To shill for a minute, I will say that part of the motivation for the agentic operating system course that Nufar put together, was that she had built herself a really killer system inside Cursor that was adaptable and flexible to changes in the rest of the agent infrastructure as it evolved.
And that's a big part of what she wanted to bring into the program, even if people were choosing not to build with Cursor itself.
So, your two missions should you choose to accept them from a build perspective, go, if nothing else, watch Riley Brown's 28-minute 95% of Codex lesson, and poke around Cursor, maybe via Agent OS, just to get a feel for what they have there.
If it's helpful, maybe we'll do a more five steps to get started with cursor type of side content at some point in the next week or two.
And the last thing that I wanted to experiment with on these weekly shows, boy, I'm really bringing you behind the curtain here today, is that there's always some story that's surprising or quirky or interesting that isn't about the big themes, that's just kind of gobsmacking in its own way.
And this week, it is 100% undeniably goblins.
On Thursday, OpenAI published a piece called Where the Goblins Came From.
It came about after a tweet from Arbs8020 went viral, when they wrote, GPT 5.5 prompt for Codex seems to have a duplicated line trying to get it to not talk about creatures.
The lines are, never talk about goblins, gremlins, raccoons, trolls, ogres, pigeons, or other animals or creatures unless it is absolutely and unambiguously relevant to the user's query.
This led to a piece in Wired called OpenAI Really Wants Codex to Shut Up About Goblins.
Now, in their explanation piece from a couple days later, OpenAI writes, Starting with GPT 5.1, our models began developing a strange habit.
They increasingly mentioned goblins, gremlins, and other creatures in their metaphors.
Unlike model bugs that show up through a tanking eval or a spiking training metric and point back to a specific change, this one crept in subtly.

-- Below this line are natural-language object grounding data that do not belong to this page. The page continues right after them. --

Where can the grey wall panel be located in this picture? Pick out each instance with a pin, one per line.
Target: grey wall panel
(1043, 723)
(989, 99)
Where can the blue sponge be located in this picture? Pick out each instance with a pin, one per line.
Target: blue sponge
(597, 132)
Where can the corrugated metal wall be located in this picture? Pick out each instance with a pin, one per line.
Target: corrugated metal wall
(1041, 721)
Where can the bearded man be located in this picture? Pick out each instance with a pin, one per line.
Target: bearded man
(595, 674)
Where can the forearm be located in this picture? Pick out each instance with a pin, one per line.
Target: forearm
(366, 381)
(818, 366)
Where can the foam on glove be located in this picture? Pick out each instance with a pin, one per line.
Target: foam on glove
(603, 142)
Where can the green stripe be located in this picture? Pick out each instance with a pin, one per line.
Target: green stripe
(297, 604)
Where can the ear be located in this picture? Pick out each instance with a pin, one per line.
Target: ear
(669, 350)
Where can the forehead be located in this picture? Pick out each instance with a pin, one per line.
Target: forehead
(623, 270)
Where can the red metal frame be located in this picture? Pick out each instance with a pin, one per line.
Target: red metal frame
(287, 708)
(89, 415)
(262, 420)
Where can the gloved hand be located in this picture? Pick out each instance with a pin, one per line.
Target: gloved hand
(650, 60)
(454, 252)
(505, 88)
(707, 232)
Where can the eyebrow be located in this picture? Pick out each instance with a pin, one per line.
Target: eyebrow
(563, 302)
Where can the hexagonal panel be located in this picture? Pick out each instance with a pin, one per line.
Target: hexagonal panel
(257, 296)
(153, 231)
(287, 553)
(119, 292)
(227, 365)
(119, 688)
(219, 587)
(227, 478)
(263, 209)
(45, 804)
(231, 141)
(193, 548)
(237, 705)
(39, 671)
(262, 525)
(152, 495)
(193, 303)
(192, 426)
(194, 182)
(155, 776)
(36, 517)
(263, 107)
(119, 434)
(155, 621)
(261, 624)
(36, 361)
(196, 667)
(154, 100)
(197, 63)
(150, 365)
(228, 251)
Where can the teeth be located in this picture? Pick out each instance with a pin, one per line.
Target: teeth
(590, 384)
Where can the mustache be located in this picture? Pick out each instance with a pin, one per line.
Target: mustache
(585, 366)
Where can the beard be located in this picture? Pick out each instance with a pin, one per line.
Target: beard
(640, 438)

A single little goblin in an answer could be harmless even charging.
Across model generations, though, the habit became hard to miss.
The goblins kept multiplying, and we needed to figure out where they came from.
Ultimately, OpenAI came to the conclusion that the goblin references were an artifact of the quote-unquote nerdy personality, which was encouraged to make cute references to various creatures in its responses.
That started in GPT-5-1 and increased a lot in 5-4.
The weird thing was that goblins started to infect the non-nerdy GPTs as well.
OpenAI thinks it's an artifact of their personality reinforcement learning training.
Since Codex helped train the personalities, it scored outputs with creature references very highly for the nerdy personality.
OpenAI then believes the nerdy training spilled over into other RL training, leaving them with a Codex model obsessed with goblins.
Now, not only is this a fascinating story, there are some pretty interesting implications.
When models are built on top of other models rather than starting from scratch, weird quirks from reinforcement learning in one can have multiplying effects in others.
This obviously could impact the way that we think about alignment and safety training.
Now, how to solve this problem isn't super clear either.
For OpenAI, this has been a context for their research team to build some new tools to audit model behavior and fix behavior problems that aren't just the biggies that you would assume.
So that's the story of OpenAI's goblins.
And that's the end of this episode.
Please do let me know what you think about this weekly format, including to be clear, if for you, it is very duplicative.
For now, appreciate you listening or watching as always.